Thanks for your reply! But it seems doesn’t work. The reason is that the shape of my data followed the format of dataset loaded by Bucket Iterator.

As annotated in the above, a batch when training is tensor with shape [length_seq * batch number],here batch number equals to 32 ,however, an input for prediction is tensor with shape [length_seq * batch], here batch number equals to 1. The shapes between training and prediction are matched but the specific number are different.
when I use preprocess_seq.unsqueeze(0), the shape is [1 * length_seq * 1], the dimension is not matched with the model input.

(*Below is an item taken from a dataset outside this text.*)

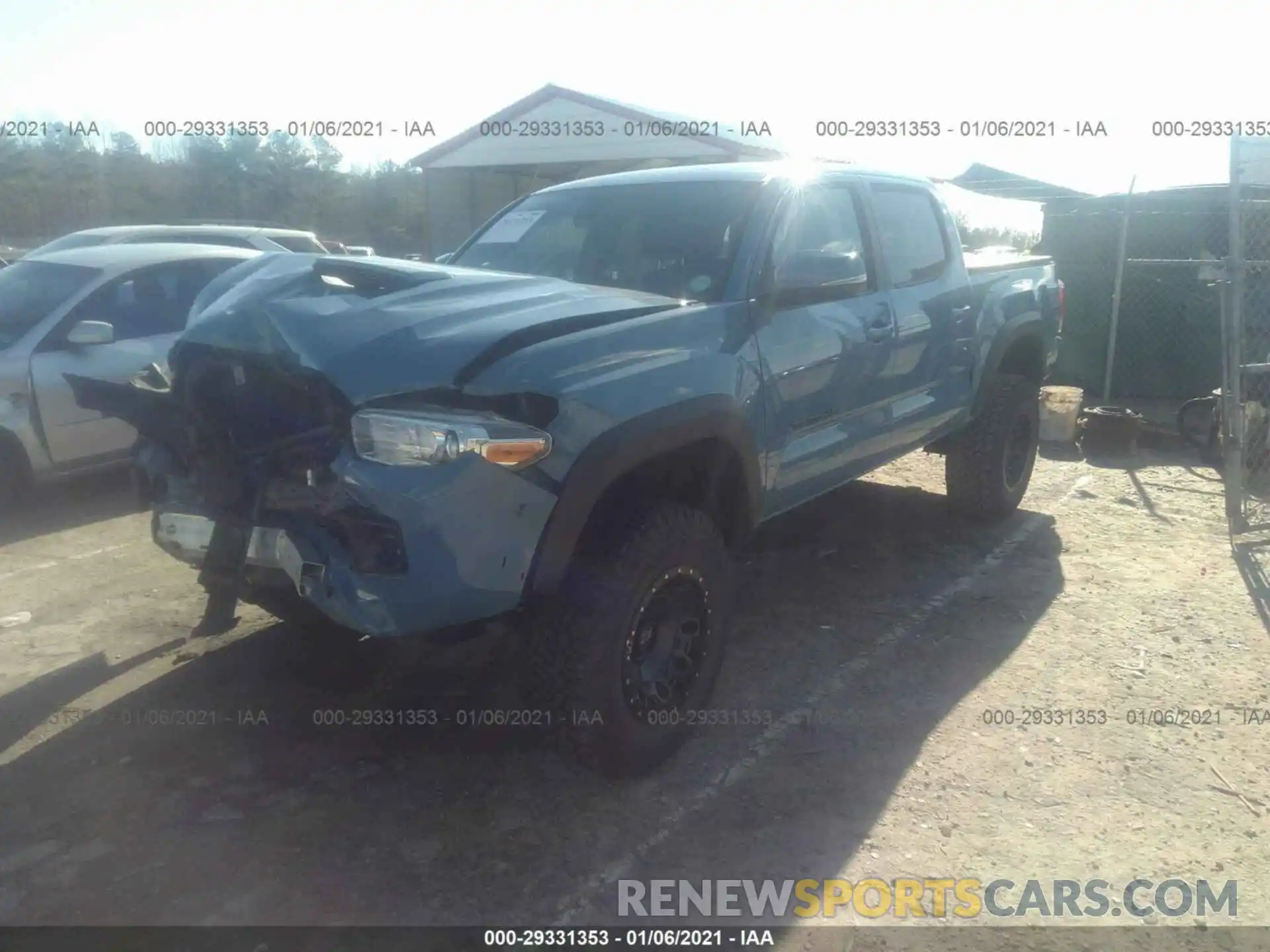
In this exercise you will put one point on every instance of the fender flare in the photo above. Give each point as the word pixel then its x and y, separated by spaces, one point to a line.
pixel 1027 327
pixel 620 451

chetan_patil · June 22, 2020, 4:38am

Previously, the size was [length_seq, 1].
After, unsqueezing it became [1,length_seq,1].
You should use scores = model(preprocess_seq.reshape(1,-1))
This will make preprocess_seq of shape [1, length_seq] .

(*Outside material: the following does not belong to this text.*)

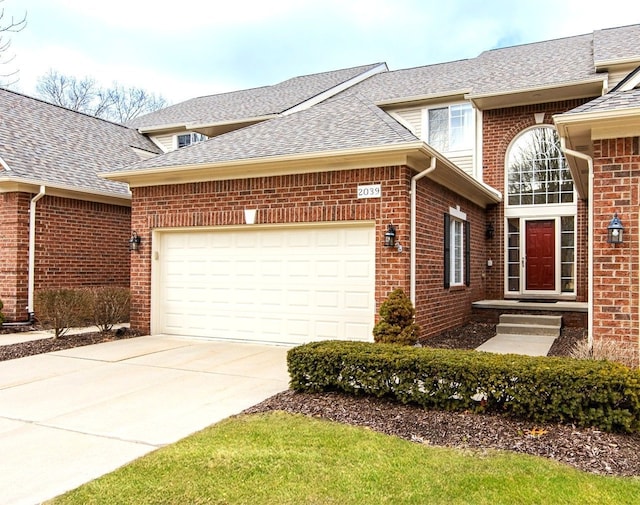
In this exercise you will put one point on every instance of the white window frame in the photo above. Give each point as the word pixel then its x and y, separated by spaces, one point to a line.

Mengran_Wang · June 22, 2020, 8:06am

Thanks for your suggestion! I tried and the output of model(preprocess_seq.reshape(1,-1)) is [length_seq, 1], The length_seq dim is wrongly recognized as batch dim. as a result, the model computes each character in my seq as a seperated seq. As shown here,

still waiting for solution

chetan_patil · June 22, 2020, 8:24am

If previously, the preprocess_seq was of shape [length_seq, 1],
then preprocess_seq.reshape(1,-1) will make it of shape [1, length_seq].
How come it changes back to [lenth_seq,1] ?

Mengran_Wang · June 22, 2020, 8:36am

Here I post the structure of the model

class RNNModel_GRU(nn.Module):
    def __init__(self, vocab_size, embedding_size, output_size, pad_idx, hidden_size, dropout):
        super(RNNModel_GRU, self).__init__()
        self.embed = nn.Embedding(vocab_size, embedding_size, padding_idx=pad_idx)
        self.gru = nn.GRU(embedding_size, hidden_size, bidirectional=True, num_layers=1)
        self.linear1 = nn.Linear(hidden_size*2, output_size[0])
        self.linear2 = nn.Linear(output_size[0], output_size[1])
        self.b_n = nn.BatchNorm1d(32)
        self.dropout = nn.Dropout(dropout)
        self.relu = nn.ReLU()
        #self.sigmoid = nn.Sigmoid()
        #self.softmax = nn.Softmax(dim=1)
  
    
    def forward(self, text):
        embedded = self.embed(text.long()) # [seq_len, batch_size, embedding_size]
        embedded  = self.dropout(embedded)
        output, hidden = self.gru(embedded)
        # output is [Seqlen * 32(batchSize) * 64(hiddenSize)]
        # hidden is [4 * 32 * 64]
        # cell is [4* 32 * 64]

        # hidden: 2 * batch_size * hidden_size
        hidden = torch.cat([hidden[0], hidden[1]], dim=1)
        # hidden: 32 * 128
        hidden = self.dropout(hidden.squeeze())
        linear1 = self.linear1(hidden)
        linear1 = self.relu(linear1)
        linear1 = self.dropout(linear1) # [32 * 32]
        b_n = self.b_n(linear1) # 32 * 32
        linear2 = self.linear2(b_n)

        return linear2 # linear2 shape: 32

the first step of my model is embedding, I think the shape after embeddding is [seq_len, batch_size, embedding_size], here is [1,14,1]. the original seq_len is recognized as batch_size after embedding layer.

In [130]: embed(preprocess_seq.reshape(1,-1).long())
Out[130]:
tensor([[[ 0.4355],
         [-0.0817],
         [ 0.2178],
         [ 2.4970],
         [ 2.4970],
         [ 0.2178],
         [-0.0817],
         [ 0.4355],
         [ 0.2178],
         [ 0.2178],
         [-0.0817],
         [-0.0817],
         [-0.0817],
         [-0.0817]]], grad_fn=<EmbeddingBackward>)

In [131]: embed(preprocess_seq.reshape(1,-1).long()).size()
Out[131]: torch.Size([1, 14, 1])

Andrew_OBrien · November 29, 2020, 8:41pm

@Mengran_Wang Have you found a solution to this issue? I am facing the same problem and it looks like most of the answers here don’t directly give a solution.
A workaround I am using for the moment is to feed my network with the single sample repeated batch_size amount of times… Surely there is a better way!?

Krishna_Singh · January 5, 2022, 5:12pm

@Andrew_OBrien @Mengran_Wang Did either of you find any solution for this?I too have been doing the same thing until now,that is.repeating the same sample batch_size number of times.